Il avait signé plusieurs textes dans notre numéro spécial consacré à Olivier Py (L’Avant-Scène Opéra n° 275, 2013) : poursuivant sa réflexion sur l’opéra et la mise en scène, laquelle a déjà offert au lecteur nombre d’ouvrages de référence, l’élargissant comme à son habitude à la mesure d’une pensée socio-culturelle, Timothée Picard signe aujourd’hui un épais et dense volume entièrement consacré au metteur en scène, ayant de nouveau valeur d’ouvrage clé.

D’une part, on retrouve les qualités habituelles de l’auteur : une plume à la fois rigoureuse et légère, une rédaction dont la méthode (hyper-documentée) et le niveau (pointu) disparaissent derrière une langue souple et une structure claire. D’autre part, l’étude est systémique au point d’en paraître exhaustive : en neuf chapitres, Timothée Picard explore tous les aspects de son sujet, selon toutes les catégories d’analyse que peut convoquer cet étonnant auteur dramatique/romancier-metteur en scène/acteur-artiste engagé/catholique revendiqué-directeur de théâtre et de festival-homosexuel/chanteur travesti – qui se présente avant tout comme « poète ». La biographie et l’identité de Py, « homme-théâtre » ; sa métaphysique, sa poétique, son esthétique, sa pensée érotique, ses conceptions historiques, culturelles et (géo-)politiques : tout est passé au crible, à la lumière non seulement de l’œuvre écrite et du travail scénique, mais aussi des propos et des prises de position. Car si l’opéra constitue une énorme part du travail de Py metteur en scène, il n’est ici qu’un levier de réflexion (ou domaine d’activité, ou mode d’expression) parmi d’autres – le corpus global s’avérant autrement plus vaste et foisonnant, et constitué non seulement d’une œuvre artistique mais aussi d’une manière d’être au monde.

Avouant dans son avant-propos la résonance très personnelle que recèle son travail, l’auteur témoigne d’une connaissance complète et subtile de son sujet.
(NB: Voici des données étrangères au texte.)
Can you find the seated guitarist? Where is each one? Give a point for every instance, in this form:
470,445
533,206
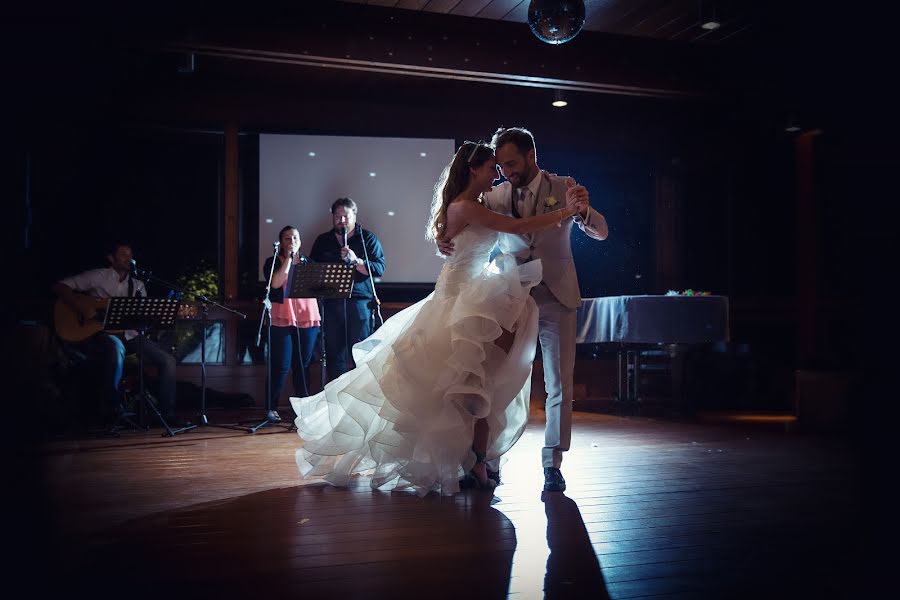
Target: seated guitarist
107,349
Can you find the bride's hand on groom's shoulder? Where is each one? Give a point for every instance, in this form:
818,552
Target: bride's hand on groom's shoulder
445,246
576,194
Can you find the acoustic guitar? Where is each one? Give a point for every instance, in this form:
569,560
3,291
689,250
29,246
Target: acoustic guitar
71,327
68,322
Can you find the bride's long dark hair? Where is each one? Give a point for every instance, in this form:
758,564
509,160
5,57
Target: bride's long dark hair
453,180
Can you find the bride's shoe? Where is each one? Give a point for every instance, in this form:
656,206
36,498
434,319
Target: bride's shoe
477,476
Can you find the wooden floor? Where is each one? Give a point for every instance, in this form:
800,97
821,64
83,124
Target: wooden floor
654,508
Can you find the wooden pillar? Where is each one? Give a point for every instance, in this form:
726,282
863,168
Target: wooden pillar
807,250
668,229
230,237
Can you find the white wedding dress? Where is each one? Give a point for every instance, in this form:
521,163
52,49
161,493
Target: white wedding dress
405,414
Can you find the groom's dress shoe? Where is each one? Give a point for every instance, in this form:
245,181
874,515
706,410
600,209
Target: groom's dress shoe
553,480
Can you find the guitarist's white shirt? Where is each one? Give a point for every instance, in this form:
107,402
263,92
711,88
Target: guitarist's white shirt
104,283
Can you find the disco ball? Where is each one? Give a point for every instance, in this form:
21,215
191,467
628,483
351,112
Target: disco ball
556,21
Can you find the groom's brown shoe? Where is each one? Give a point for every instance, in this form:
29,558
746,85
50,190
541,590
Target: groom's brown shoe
553,480
495,475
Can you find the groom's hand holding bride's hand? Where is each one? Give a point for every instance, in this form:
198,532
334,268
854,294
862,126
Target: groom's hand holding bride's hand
577,197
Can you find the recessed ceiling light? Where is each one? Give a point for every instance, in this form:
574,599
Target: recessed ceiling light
559,99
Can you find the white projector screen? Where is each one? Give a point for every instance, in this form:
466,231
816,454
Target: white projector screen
390,179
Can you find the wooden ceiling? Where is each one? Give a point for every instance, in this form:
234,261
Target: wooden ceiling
680,20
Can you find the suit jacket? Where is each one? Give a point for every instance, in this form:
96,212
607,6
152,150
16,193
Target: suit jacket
552,246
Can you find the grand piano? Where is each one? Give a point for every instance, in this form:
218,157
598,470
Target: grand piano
634,324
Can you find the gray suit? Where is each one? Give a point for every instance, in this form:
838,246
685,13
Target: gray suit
557,297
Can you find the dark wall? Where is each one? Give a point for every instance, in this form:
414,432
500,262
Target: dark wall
113,133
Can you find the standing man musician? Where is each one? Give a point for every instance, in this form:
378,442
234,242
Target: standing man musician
348,321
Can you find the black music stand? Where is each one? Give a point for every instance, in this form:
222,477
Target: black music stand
321,281
141,314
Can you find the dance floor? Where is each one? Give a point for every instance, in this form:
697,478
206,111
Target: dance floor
654,508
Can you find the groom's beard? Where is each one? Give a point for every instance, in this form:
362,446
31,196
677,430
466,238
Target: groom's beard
524,178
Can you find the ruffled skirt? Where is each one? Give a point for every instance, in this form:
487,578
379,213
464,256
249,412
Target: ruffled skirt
405,415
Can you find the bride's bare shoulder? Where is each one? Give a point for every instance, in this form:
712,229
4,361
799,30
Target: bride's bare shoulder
456,220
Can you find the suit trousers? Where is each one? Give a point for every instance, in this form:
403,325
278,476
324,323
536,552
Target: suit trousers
557,326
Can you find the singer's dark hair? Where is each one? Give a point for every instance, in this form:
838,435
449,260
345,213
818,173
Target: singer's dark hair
288,228
346,203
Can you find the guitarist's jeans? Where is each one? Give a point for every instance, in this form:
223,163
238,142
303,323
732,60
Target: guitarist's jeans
109,351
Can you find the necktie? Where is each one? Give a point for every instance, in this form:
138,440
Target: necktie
518,205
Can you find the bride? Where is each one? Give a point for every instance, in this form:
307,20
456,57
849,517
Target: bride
443,386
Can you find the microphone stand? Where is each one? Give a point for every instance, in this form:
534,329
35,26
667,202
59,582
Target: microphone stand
266,317
371,278
205,303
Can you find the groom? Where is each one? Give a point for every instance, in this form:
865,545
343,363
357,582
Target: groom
530,191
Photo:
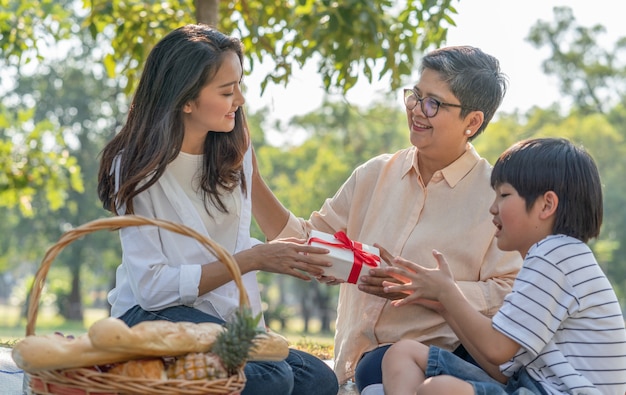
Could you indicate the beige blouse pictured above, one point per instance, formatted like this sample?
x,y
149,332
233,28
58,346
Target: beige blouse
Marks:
x,y
385,201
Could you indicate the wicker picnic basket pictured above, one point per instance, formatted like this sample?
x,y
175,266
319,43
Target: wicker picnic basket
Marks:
x,y
91,381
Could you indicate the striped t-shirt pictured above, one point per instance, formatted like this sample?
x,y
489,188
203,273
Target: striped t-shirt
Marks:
x,y
564,314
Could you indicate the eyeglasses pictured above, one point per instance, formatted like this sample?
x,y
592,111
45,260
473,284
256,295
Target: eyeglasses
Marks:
x,y
429,106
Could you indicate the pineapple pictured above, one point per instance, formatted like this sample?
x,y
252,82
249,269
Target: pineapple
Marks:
x,y
197,366
227,355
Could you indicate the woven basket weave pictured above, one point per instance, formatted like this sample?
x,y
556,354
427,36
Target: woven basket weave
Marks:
x,y
90,381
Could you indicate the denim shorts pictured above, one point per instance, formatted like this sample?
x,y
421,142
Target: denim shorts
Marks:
x,y
442,362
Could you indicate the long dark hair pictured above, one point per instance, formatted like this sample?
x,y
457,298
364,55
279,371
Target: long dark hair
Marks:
x,y
176,69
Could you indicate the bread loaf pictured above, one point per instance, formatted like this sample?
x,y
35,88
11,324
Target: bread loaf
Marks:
x,y
47,352
110,340
269,346
154,338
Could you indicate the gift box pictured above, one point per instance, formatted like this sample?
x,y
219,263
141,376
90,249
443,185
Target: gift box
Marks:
x,y
350,259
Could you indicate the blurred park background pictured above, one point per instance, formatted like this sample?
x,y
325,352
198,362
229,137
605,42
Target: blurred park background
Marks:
x,y
68,68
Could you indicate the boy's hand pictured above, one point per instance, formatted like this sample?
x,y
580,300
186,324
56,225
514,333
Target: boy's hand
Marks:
x,y
422,285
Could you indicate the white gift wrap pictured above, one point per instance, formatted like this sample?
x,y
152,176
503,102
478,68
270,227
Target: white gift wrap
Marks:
x,y
342,258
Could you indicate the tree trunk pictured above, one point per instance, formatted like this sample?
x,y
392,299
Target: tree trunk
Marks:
x,y
207,11
75,300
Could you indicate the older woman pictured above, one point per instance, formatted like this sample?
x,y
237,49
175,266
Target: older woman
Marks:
x,y
433,195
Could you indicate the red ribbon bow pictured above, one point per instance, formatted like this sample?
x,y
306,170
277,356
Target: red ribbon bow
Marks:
x,y
360,257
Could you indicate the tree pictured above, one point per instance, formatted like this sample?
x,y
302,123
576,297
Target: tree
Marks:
x,y
339,138
344,38
593,77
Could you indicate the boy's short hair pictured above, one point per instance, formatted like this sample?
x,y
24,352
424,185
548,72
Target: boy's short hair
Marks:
x,y
536,166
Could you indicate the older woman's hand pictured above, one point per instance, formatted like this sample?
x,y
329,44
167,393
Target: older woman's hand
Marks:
x,y
373,282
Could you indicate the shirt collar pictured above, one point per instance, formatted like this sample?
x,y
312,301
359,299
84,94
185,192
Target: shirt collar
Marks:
x,y
454,172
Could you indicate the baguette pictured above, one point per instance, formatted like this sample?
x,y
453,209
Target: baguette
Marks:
x,y
110,341
154,338
51,352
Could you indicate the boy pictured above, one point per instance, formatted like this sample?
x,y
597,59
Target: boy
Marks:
x,y
561,329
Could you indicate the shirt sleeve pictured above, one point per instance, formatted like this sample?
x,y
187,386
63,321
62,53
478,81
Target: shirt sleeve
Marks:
x,y
497,275
156,282
541,300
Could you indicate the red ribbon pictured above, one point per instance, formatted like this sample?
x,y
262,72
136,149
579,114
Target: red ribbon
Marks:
x,y
360,257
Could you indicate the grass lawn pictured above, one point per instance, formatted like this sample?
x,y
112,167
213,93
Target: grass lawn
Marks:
x,y
13,328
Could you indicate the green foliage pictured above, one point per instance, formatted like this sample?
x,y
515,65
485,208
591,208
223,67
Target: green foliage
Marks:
x,y
593,77
379,34
34,157
373,34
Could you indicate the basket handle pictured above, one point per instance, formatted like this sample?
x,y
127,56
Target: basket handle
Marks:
x,y
114,223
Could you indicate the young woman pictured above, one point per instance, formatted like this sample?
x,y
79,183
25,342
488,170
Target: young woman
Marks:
x,y
184,155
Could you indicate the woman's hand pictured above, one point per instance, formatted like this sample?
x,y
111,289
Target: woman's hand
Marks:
x,y
373,283
286,256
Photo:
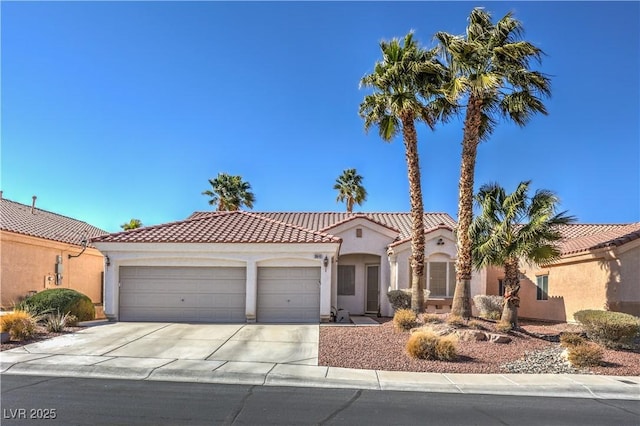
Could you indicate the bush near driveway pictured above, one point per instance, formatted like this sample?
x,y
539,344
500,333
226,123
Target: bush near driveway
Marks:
x,y
611,329
60,300
20,325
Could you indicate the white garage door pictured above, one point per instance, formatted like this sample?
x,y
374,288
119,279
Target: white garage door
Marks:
x,y
288,295
184,294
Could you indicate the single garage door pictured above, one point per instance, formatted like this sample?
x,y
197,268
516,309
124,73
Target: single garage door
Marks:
x,y
288,295
183,294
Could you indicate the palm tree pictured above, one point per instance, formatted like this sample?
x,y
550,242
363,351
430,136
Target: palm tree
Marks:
x,y
405,90
512,228
132,224
490,68
350,189
229,193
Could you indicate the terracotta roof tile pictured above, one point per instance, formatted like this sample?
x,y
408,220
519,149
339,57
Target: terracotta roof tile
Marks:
x,y
584,237
319,221
18,218
222,227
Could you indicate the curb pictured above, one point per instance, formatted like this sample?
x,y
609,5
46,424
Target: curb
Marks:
x,y
265,374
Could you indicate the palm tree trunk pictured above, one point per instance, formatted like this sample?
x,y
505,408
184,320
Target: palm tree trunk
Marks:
x,y
417,214
511,293
461,305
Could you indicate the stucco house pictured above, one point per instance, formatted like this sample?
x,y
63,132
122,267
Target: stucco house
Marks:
x,y
599,269
270,267
41,249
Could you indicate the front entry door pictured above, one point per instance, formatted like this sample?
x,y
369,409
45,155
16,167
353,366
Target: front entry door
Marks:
x,y
373,286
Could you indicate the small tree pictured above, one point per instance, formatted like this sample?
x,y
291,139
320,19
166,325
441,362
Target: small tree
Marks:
x,y
229,193
132,224
512,228
350,189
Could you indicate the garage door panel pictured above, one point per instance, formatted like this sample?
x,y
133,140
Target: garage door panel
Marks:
x,y
182,294
288,294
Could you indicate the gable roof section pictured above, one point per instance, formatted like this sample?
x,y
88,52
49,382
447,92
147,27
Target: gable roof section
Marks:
x,y
319,221
584,237
18,218
221,227
426,231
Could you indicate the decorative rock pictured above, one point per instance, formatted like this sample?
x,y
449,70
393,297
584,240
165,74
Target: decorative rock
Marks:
x,y
498,338
471,335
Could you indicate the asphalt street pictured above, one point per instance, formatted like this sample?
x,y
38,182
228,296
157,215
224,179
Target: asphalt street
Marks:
x,y
75,401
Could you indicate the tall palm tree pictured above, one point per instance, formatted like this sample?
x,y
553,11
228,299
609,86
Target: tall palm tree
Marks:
x,y
491,74
350,189
229,193
405,87
512,228
132,224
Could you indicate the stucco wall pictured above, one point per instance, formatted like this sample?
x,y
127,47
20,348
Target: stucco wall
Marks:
x,y
356,304
572,287
28,264
623,283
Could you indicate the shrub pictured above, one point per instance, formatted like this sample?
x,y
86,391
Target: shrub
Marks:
x,y
504,327
586,354
611,329
56,323
64,300
19,324
431,318
405,319
489,307
568,339
399,299
477,325
456,321
430,346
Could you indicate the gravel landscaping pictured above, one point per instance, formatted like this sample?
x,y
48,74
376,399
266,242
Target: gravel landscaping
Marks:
x,y
534,351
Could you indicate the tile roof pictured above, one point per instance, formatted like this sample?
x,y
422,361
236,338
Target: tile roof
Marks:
x,y
426,231
321,221
18,218
222,227
584,237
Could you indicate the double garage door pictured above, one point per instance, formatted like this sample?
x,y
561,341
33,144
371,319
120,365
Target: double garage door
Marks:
x,y
190,294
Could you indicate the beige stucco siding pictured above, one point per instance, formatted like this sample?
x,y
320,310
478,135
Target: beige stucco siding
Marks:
x,y
28,264
623,283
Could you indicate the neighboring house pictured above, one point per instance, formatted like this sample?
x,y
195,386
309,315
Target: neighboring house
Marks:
x,y
270,267
35,246
599,269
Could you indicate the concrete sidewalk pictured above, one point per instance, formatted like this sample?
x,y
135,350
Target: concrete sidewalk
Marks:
x,y
270,355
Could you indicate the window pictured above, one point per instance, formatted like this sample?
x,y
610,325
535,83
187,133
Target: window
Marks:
x,y
346,280
452,278
542,283
438,278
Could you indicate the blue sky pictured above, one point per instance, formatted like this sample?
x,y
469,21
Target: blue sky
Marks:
x,y
114,110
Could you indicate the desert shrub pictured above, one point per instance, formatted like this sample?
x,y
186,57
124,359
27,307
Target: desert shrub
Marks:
x,y
405,319
489,307
399,299
586,354
611,329
430,346
504,327
56,323
19,324
64,300
456,321
431,318
568,339
477,325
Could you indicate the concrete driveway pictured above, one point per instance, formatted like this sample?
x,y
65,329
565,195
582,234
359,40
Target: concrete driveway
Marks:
x,y
122,343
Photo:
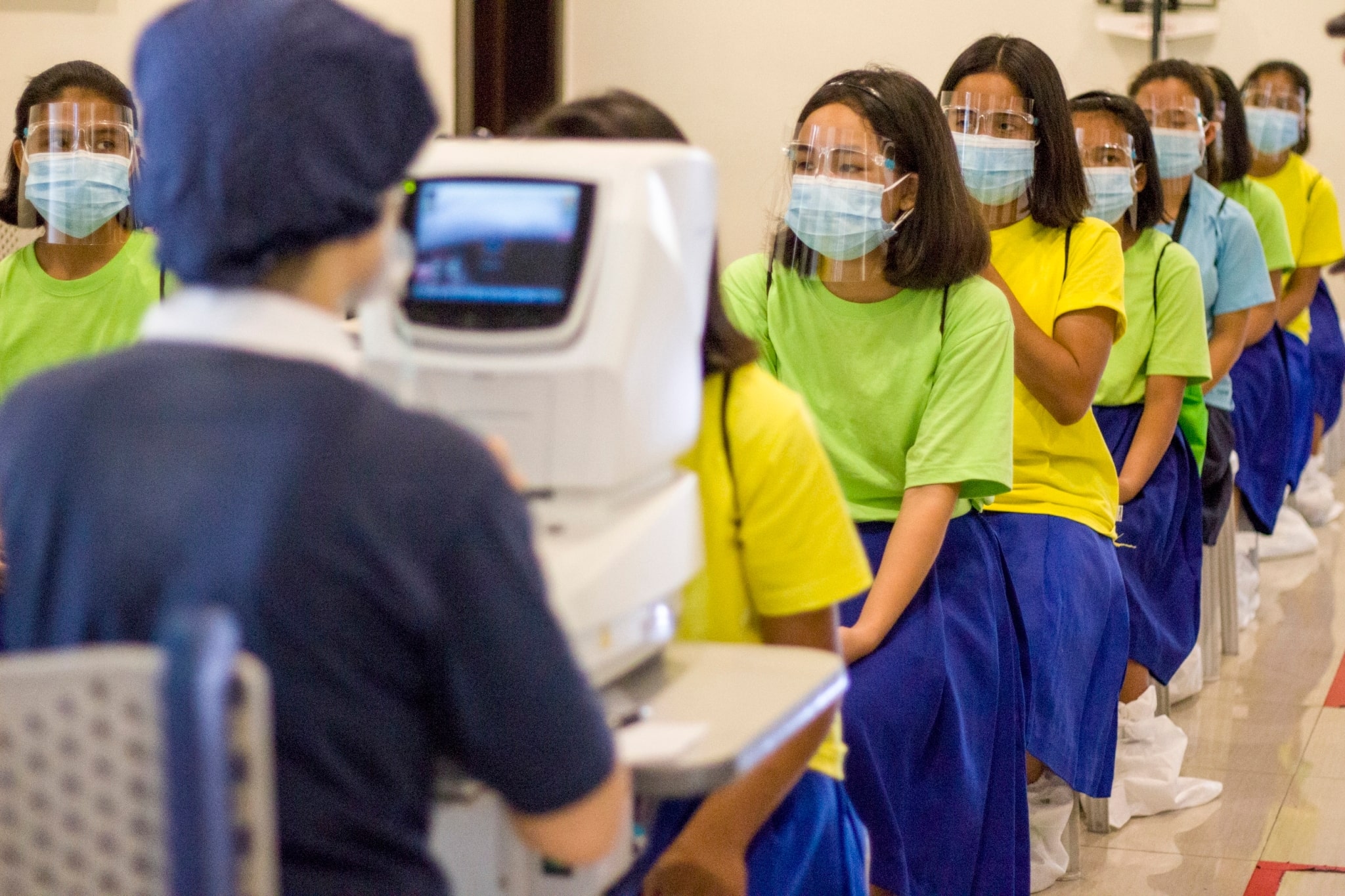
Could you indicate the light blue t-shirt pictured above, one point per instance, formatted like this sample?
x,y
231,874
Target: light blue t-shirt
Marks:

L’admiration qui sous-tend l’énergie déployée à en réaliser une analyse quasi cosmogonique n’empêche pas les réserves devant certains aspects parfois problématiques, clairement identifiés (l’humour potache, la caricature de l’avant-garde, le risque de la redite ou de l’excès). Ceux que peut parfois rebuter l’esthétique ou la parole de Py trouveront néanmoins matière à mieux les mesurer et les comprendre ; les autres, déjà curieux de cet univers baroque et stimulant, en percevront le message complet, arborescent et touffu. Surtout, la capacité de Timothée Picard à en contextualiser les enjeux et à réfléchir au niveau civilisationnel rencontre l’ambition téléologique d’un homme qui, en pensant son théâtre, pense le monde et la société, la chair et la foi, jusqu’à une utopie salvatrice – celle de ces Planches de salut qu’annonce pertinemment le titre. « Œuvre utile », a-t-on envie d’ajouter – concernant cette fois le volume comme son objet.

Chantal Cazaux.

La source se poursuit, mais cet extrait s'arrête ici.